The Hopeful Dinner: A Listening Experience
Tim co-curated and co-hosted this dinner on the eve of the Dubai Future Forum
by Tim Leberecht
Data, prediction markets, scenarios, foresight, strategic planning, speculative design, imagination, science fiction – there are countless ways to envision and plan for the future. Attending the Dubai Future Forum, the world’s largest gathering of futurists, this week, however, I couldn’t help but ponder a heretical question: Does the future get any better if we humans think we can anticipate or even create it? Isn’t it presumptuous to think so? Sometimes the future just shrugs its shoulders in light of our hubris.
On the eve of the Forum, the House of Beautiful Business wanted to explore a seemingly humbler source of futuring: hope. For “the hopeful expect the incalculable, possibilities beyond all likelihood,” as the philosopher Byung-Chul Han writes.

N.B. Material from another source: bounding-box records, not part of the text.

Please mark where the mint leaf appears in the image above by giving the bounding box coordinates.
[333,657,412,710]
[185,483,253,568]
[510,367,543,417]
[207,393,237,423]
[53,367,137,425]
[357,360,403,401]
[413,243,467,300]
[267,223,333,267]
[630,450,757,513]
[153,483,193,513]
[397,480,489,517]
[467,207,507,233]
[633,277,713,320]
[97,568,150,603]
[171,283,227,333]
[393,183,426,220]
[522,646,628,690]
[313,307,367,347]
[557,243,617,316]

In close partnership with the DUBAI FUTURE FOUNDATION and the Jameel Arts Centre we hosted “The Hopeful Dinner,” gathering 75 guests under the stunning outdoor dome of the centre, designed by architect Adib Dada.

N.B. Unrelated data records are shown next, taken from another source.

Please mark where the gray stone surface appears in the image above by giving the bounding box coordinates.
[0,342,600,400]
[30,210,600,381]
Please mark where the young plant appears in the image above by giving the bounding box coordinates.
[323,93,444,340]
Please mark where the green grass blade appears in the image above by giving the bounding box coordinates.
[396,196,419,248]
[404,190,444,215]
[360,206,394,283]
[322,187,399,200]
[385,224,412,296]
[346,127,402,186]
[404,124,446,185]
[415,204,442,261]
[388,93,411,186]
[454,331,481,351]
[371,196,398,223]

It wasn’t your typical dinner, rather, a “listening experience”: a journey through a lifetime of hope that took place over three delicious courses and three audio “acts” ranging from birth and other hopeful beginnings to “hope in the middle” and finally, the next frontier of hope (transhumanism, mars, aliens, AI, a new consciousness?).
We had curated, edited, or recorded from scratch a diverse set of voices of and on hope, featuring political and business leaders, artists, philosophers, scientists, social justice activists, from poems, speeches, interviews, movies, and songs, inserting and ultimately culminating in a composition of hope co-created by the guests and our musical director Mark Aanderud.
It was a moving experience to listen together, with our eyes closed – in this case to a playlist that was the very opposite of the usual podcast chatter.
We need to listen more, including to those we haven’t paid attention to or those we disagree with. Listening is a way of connecting with the world rather than trying to master it. It means acting without action and understanding through undivided attention.